Tuesday, April 3, 2018

PCSO TO ENHANCE STRATEGIES TO INCREASE SALES



LEGAZPI CITY (April 3) - Philippine Charity Sweepstakes Office (PCSO) General Manager Alexander Balutan said on Monday the agency through its Gaming Sector will not be introducing a new game this year, but it will revitalize and enhance instead its existing games to increase sales revenues.

“We have to innovate in our strategies to enhance our existing lottery games such as Lotto in connection with Tax Reformation for Acceleration and Inclusion (TRAIN) law. So we don’t see the need to introduce a new lottery game at this time although this is part of our strategy to increase our revenues,” Balutan said.

Due to the implementation of Republic Act 10963, otherwise known as the TRAIN law, effective April 1, 2018, a final tax of 20 percent shall be imposed on Small Town Lottery (STL) prize winnings exceeding P10,000. 

The 20-percent rate shall be computed on the basic of the full amount of the prize winning. The imposed 20-percent Final Taxes on the prize winnings shall be remitted daily to PCSO. 

A separate “Summary of Winners” subjected to the 20 percent Final Tax shall be prepared on a weekly basis and be submitted every Tuesday by all STL-Authorized Agent Corporations to PCSO.

A consolidated report of the “Summary of Winners” shall likewise be prepared on a monthly basis and be submitted within five days following the end of every month.

The 5-percent Prize Fund Tax shall no longer be remitted to PCSO in lieu of the Final Tax.


In an interview, Gaming Technology Department Officer-in-Charge Aimee De Viterbo said her department and the Gaming Sector have started discussing strategies to innovate the games.   

“The introduction of the TRAIN law is very challenging for PCSO because right now, we are already bleeding. Ang laki-laki na ng taxes kaya very challenging siya on how you will implement the law at the same time,” Viterbo said.

Under the TRAIN law, a 20-percent tax will be imposed on winnings of more than P10,000 from Lotto, Keno, Small Town Lottery (STL), Sweepstakes, and other PCSO products. 

However, it removed the corporate tax exemption on the charity agency. 

Apart from the Corporate tax, PCSO pays the Documentary Stamp tax and Prize Fund tax which increased from 5 percent to 20 percent.

De Viterbo said that while the sales of lottery and other number games were not yet affected of the TRAIN law, that is because PCSO has not yet fully implemented the changes. 

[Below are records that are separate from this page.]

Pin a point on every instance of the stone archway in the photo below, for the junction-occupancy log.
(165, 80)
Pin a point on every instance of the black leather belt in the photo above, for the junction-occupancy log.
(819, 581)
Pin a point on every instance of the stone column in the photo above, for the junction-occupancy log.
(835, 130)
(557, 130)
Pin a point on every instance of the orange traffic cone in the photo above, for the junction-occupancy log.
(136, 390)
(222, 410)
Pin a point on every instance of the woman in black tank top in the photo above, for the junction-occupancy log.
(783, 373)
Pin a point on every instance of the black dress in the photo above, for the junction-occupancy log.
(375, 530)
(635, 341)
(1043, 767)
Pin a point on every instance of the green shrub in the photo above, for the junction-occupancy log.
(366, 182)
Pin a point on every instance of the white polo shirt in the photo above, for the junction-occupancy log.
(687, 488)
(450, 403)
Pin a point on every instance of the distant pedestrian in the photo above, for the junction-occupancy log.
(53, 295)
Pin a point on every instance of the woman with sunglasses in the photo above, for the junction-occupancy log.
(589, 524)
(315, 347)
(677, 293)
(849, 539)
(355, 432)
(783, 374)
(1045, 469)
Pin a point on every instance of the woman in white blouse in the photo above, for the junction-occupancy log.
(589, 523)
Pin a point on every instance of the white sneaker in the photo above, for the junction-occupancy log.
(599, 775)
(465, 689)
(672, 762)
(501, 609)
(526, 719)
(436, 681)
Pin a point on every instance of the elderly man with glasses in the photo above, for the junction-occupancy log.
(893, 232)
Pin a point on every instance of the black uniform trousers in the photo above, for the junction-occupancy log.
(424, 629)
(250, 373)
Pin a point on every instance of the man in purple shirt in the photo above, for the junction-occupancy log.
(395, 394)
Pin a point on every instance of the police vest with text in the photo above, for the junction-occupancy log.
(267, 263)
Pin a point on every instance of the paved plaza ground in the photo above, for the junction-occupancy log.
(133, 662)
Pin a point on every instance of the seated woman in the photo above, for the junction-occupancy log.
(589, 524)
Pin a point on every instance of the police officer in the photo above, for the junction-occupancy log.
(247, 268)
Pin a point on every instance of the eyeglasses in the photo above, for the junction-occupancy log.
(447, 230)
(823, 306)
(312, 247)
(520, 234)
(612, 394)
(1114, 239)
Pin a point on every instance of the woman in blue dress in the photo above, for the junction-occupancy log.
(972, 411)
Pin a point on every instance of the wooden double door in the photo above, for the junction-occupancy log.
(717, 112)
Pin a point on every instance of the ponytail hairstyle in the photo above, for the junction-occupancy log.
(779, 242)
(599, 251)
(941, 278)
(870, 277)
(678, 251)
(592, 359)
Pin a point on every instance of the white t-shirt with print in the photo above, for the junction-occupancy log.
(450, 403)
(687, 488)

In fact, Lotto sales and other games posed a 2.81 percent increase with reported overall sales of P5,384,844,980 in January and February compared to the sales of the same months last year. 

“Hindi man lumiit ‘yung ating bettors, ‘yung capacity to play bumaba. Before, they used to play P30, tatlong taya na ‘yun. Nung ginawa nating P20, isang beses na lang. Hindi na siya makadalawa kasi ‘yun lang kaya niyang i-spend sa lotto,” said De Viterbo.

PCSO is currently studying how to balance the new tax law and how they can effectively implement it that will benefit both stakeholders.

 “That’s why we are bleeding because we are shouldering everything except for the tax being imposed on the lottery winnings. Kapag ipapa-shoulder naman natin sa bettors natin ‘yung documentary stamp tax, from P20.00 magiging P24 siya. Eh ‘yung migration na lang namin from P10.00 to P20.00 medyo lumiit,” de Viterbo said. 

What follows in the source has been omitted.